Brooks's latest column demonstrates conclusively that he has gotten over the devastation of Hurrican Katrina. How can one tell? Simple: he is back to spouting Republican talking points, in this case the claim that the failure of the Bush administration to deal effectively with the aftermath of Katrina is not their fault, but instead is due to the fact that government simply can't deal with something like Katrina. The government had a great plan, he says -- well, actually, he spends the first half of the column making fun of the bureaucratic nature of the plan, which makes his sudden approval of it rather surprising -- but government being government, all tangled up in bureaucracy and whatnot, it simply can't implement the plan effectively. This piece of propaganda would be more believable were it not that the implementation of the plan was so obviously screwed up that only a Brooks could believe that it could not have been done better.
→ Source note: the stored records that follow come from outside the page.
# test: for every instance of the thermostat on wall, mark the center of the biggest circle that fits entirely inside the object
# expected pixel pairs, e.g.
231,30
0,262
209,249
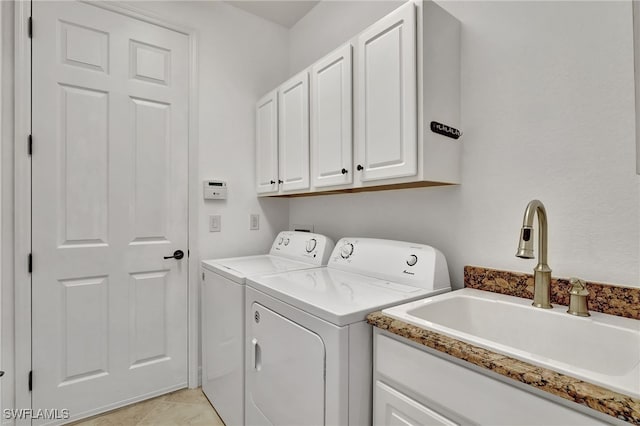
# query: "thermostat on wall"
214,190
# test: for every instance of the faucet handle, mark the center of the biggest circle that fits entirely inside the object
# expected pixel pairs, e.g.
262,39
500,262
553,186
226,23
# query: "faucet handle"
578,298
578,287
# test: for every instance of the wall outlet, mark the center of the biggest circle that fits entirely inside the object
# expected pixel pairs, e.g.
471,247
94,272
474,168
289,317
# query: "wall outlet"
215,223
254,222
301,227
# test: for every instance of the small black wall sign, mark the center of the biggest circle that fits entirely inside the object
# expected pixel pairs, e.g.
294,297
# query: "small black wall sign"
445,130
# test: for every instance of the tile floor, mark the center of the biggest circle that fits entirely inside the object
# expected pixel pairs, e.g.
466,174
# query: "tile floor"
183,407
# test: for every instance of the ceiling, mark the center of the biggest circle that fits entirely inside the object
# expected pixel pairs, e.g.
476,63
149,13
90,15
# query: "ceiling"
285,13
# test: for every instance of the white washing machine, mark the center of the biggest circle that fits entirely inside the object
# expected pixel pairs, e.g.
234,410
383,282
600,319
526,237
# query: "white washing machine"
223,315
309,348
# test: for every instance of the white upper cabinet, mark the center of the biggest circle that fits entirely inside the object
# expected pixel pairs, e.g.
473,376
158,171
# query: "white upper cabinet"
293,132
380,112
331,118
267,144
386,96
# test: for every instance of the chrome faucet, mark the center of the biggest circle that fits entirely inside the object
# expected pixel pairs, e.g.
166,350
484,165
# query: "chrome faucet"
542,272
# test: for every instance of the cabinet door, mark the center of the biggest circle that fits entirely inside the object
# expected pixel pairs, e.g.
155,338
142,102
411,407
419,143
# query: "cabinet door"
392,408
331,116
386,138
293,125
267,144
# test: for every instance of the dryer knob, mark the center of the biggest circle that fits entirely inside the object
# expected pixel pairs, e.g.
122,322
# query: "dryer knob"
346,250
311,245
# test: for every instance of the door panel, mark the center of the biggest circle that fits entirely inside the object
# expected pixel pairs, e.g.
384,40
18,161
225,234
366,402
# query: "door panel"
83,166
293,133
110,117
331,118
392,408
267,144
285,378
387,142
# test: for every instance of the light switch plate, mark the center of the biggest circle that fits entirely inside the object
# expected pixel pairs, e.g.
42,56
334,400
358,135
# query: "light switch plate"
215,223
254,222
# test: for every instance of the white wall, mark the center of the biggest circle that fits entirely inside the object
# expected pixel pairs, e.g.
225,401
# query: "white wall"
6,201
241,57
329,24
548,113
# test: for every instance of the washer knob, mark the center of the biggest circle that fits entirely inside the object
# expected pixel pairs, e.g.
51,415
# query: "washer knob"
311,245
346,250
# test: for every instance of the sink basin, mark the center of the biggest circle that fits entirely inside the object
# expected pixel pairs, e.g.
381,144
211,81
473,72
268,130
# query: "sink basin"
601,349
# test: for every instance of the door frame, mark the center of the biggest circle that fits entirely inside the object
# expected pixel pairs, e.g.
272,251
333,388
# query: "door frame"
22,195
When the government leaders who are supposed to be in charge of the emergency response are getting information on the situation from the journalists who are interviewing them, it's hard to simply shrug one's shoulders and blame bureacratic inefficency. When the head of Homeland Security doesn't seem to know what he's supposed to do to set the implementation of the plan in motion (or possibly even understand the mechanism under which he acquires the power to do so), one starts to wonder whether, even if government can never be perfect, it can at least be better than this. (In the interests of balance, it must be noted that Tom Delay believes that government is currently running at peak efficiency. Which side of the argument this supports is left to the reader to determine.) When it becomes clear that the top staff of the agency which is intended to deal with situations such as this one was made up almost entirely of political appointees whose qualifications tended to have to do with managing political campaigns rather than natural disasters, and that its head appears to have achieved his position by dint of being the college roommate of the previous agency head, who achieved his position because he was a close associate of the president, one really starts to question whether bureaucracy is entirely at fault here.
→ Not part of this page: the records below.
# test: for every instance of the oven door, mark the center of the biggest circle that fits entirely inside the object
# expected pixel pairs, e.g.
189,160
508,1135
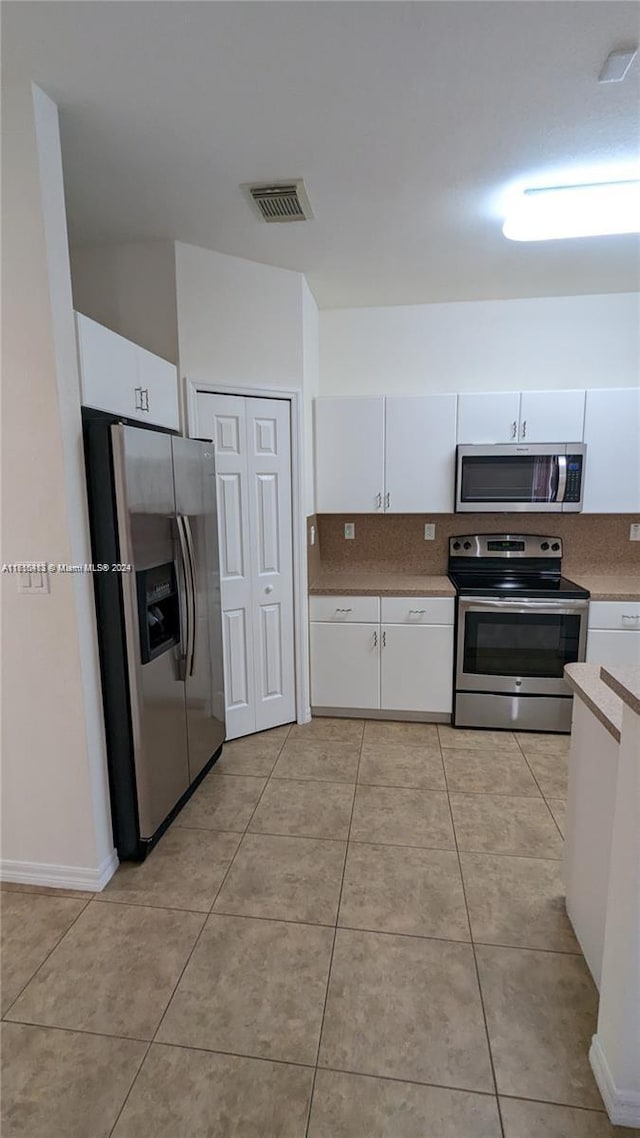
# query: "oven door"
519,646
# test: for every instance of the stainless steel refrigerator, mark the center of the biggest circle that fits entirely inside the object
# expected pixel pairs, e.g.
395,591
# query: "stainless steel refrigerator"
152,499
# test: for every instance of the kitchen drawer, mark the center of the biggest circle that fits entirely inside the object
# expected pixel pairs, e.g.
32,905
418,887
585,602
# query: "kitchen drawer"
615,615
417,610
345,609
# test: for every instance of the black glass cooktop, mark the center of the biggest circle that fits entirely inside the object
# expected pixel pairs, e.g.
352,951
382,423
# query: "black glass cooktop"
501,584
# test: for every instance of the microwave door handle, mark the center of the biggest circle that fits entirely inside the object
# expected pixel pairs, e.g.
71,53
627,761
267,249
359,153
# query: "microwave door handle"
561,488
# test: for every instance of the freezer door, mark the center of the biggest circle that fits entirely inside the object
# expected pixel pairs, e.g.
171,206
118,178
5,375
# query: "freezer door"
195,503
147,534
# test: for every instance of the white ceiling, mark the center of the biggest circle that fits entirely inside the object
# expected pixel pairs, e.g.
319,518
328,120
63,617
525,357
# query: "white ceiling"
408,121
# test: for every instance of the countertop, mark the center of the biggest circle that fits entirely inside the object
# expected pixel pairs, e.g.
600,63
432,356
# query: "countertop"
584,679
352,583
608,586
625,683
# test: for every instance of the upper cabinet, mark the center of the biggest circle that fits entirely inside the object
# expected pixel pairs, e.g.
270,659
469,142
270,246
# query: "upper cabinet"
419,453
124,379
612,434
514,417
489,418
350,454
551,417
394,455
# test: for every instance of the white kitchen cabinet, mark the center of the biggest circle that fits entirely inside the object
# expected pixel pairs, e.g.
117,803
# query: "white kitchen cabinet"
612,434
614,633
350,454
489,418
551,417
158,379
606,646
345,665
417,668
400,665
515,417
419,453
124,379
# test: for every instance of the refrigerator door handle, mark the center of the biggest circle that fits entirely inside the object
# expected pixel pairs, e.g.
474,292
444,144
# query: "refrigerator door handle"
188,591
191,593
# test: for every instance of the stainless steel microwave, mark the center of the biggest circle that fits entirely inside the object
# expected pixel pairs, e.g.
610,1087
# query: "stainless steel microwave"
540,478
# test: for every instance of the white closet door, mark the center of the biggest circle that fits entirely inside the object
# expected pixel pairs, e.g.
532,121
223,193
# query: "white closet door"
224,417
252,439
271,560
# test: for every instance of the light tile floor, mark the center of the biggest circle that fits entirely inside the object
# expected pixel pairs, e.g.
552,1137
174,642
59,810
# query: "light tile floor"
352,931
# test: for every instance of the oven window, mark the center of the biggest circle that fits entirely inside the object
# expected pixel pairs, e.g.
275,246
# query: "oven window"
509,478
519,644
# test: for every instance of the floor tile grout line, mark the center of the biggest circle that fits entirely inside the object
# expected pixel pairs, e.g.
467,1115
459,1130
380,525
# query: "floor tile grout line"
540,788
334,942
475,958
42,963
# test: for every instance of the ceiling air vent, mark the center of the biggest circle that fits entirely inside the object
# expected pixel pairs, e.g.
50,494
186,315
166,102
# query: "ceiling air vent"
282,200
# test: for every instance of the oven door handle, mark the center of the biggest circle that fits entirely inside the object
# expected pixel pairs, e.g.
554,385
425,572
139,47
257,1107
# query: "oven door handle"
524,607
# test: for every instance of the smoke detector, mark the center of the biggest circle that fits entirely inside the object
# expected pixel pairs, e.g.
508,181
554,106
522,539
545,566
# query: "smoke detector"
281,200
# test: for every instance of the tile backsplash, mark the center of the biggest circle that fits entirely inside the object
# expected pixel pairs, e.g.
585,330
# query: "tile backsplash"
597,543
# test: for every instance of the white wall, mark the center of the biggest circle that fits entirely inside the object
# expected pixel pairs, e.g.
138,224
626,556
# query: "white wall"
311,372
238,321
482,345
56,824
131,289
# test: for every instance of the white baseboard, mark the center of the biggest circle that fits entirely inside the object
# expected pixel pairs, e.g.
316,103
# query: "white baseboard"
59,876
623,1106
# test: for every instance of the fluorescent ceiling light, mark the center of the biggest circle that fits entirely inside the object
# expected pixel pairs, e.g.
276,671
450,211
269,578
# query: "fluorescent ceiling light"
598,209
Leaving these questions aside, though, this is a deeply pessimistic theory of government, and one that furthermore seems to be entirely at variance with Bush's, and hence Brooks's, ideas. After all, Bush has run on his ability to do big things with government, most notably keep Americans safe from terrorists. If government is unable to deal with a hurricane, it presumably can't do anything about a terrorist attack. And as for spreading democracy in the Middle East in order to defeat terrorism? If Brooks doesn't believe that it is possible for the American government to coordinate a relief effort to a relatively small area of the United States in a timely fashion, how can he, in good conscience, support a plan to reshape the political landscape of a large, volatile area of the world? Obviously, government would be bound to screw it up. Of course, a Brooksian government would be unable to do anything, except maybe pass tax cuts. Which makes it a perfect government to some movement conservatives, but most people believe government can do more. Even the Dobsons of the world think that government can effectively regulate morality, if nothing else. The fact that Brooks has been reduced to blaming the system for Republican failures -- once again proving that personal responsibility is only for the poor and non-white -- shows just how afraid Republicans are of this latest proof that they are incapable of governing effectively. "You might as well elect me, nobody else will do better anyway" is a slogan that may deter blame in the short run but is hardly likely to inspire confidence in the public.
But it is also worth noting that many movement conservatives truly believe Brooks's thesis -- for instance, everybody has heard Grover Norquists's quote about wanting to shrink government to the size where he could drown it in the bathtub -- and that this belief in the inherent inability of government to do anything is at least partly responsible for the complete incompetence the Bush administration has demonstrated. When people who believe that government can do nothing come into power, their convictions become self-fulfilling. FEMA will never be able to really deal with a big disaster anyway, so why not fill its top ranks with political operatives? The government would only waste this tax money: why not funnel it to major contributors? And when something big goes wrong, well, of course it did: after all, this is the government we're talking about here. Unfortunately for the movement conservatives, most Americans aren't going to simply accept that due to government shortcomings that nobody will ever be able to overcome, there will be nobody to help them for days in the aftermath of a major disaster. It is, hopefully, finally becoming apparent that when you vote for people who don't believe that the government can (or, for that matter, should) help you, you don't get helped. In the face of this fact, Brooks's claim that nobody can help you anyway is unlikely to be popular, especially when it's so obviously wrong. In this way, this column is actually quite encouraging: when the excuses are so poor, the excuse-makers are obviously in trouble.